Joanne Grange’s comments came after Cllr David Leytham was found to have breached Lichfield District Council’s code of conduct by failing to declare his wife’s business.
An investigation was launched after Cllr Grange – who was elected in May after previously stepping down as a Conservative councillor – highlighted inconsistencies on a number of declarations from elected representatives.
Cllr Leytham has now been told to undertake training on the code of conduct, while the council has now introduced an electronic register of interests rather than handwritten forms.
“There really is no excuse now for forms to be out of date or incomplete,” she said.
“The completion of register of interests forms was covered at the recent induction day for councillors.

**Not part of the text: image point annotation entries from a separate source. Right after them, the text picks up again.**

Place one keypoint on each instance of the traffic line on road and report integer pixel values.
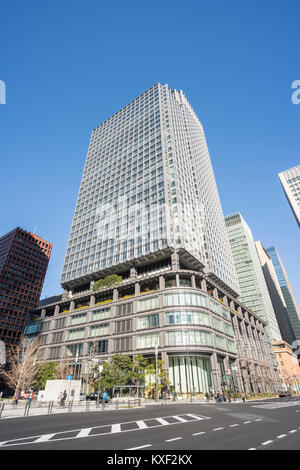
(140, 447)
(106, 429)
(84, 432)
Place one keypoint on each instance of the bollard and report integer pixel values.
(50, 406)
(1, 408)
(70, 406)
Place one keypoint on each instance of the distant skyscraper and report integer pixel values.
(290, 180)
(254, 291)
(287, 291)
(147, 185)
(276, 295)
(24, 260)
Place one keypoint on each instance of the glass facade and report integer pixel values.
(188, 373)
(148, 184)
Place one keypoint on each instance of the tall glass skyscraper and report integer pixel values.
(147, 184)
(254, 291)
(287, 291)
(290, 180)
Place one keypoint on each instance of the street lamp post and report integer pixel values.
(156, 373)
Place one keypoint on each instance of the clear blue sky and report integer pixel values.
(69, 65)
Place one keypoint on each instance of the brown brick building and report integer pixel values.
(24, 259)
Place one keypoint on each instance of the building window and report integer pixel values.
(79, 333)
(149, 340)
(188, 337)
(99, 330)
(125, 309)
(147, 304)
(149, 321)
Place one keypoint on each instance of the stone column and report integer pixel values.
(175, 261)
(162, 283)
(215, 373)
(92, 301)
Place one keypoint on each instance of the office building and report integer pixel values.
(148, 210)
(287, 291)
(277, 299)
(288, 366)
(24, 259)
(206, 338)
(147, 185)
(290, 181)
(254, 291)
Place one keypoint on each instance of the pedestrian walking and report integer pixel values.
(30, 397)
(59, 398)
(17, 397)
(63, 400)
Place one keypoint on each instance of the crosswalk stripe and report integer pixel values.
(141, 424)
(162, 421)
(116, 428)
(44, 438)
(182, 420)
(84, 432)
(196, 416)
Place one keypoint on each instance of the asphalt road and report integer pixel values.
(262, 425)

The advice from officers was very clear – disclose everything.
“There was not a single example raised in the room where the answer from officers was that disclosure wasn’t necessary.
“Updating register of interests forms is now an online process that takes less than five minutes to complete. I know this because I’ve updated mine twice already since the May elections.”
“Challenge poor behaviour wherever it occurs”
Cllr Grange – who made the complaint against Cllr Leytham while she was not a councillor – said elected representatives should expect people to challenge their behaviour.
“I am aware of a number of residents who regularly review register of interests forms and conduct checks against other publicly available information,” she said.
“As councillors we shouldn’t be surprised that this happens given the issues that have been highlighted over the past nine months or so, but it is important that we all embrace this responsibility.
“The 7th Nolan Principle of councillor conduct requires that we actively promote and robustly support the principles and be willing to challenge poor behaviour wherever it occurs.
“If there are any more failures of disclosure it could be that we are all seen to have failed to apply the right level of challenge. This would not sit comfortably with me so I will continue to drive transparency and take up concerns which are brought to my attention.”
Cllr Leytham said he had never set out to mislead anyone with his register of interests.
“I fully accept their [the hearing commitee’s] findings,” he said.
“While there was never any intention to mislead, I understand that as an elected councillor I should have been more rigorous in highlighting the business dealings of my wife, regardless of whether any profit was made.”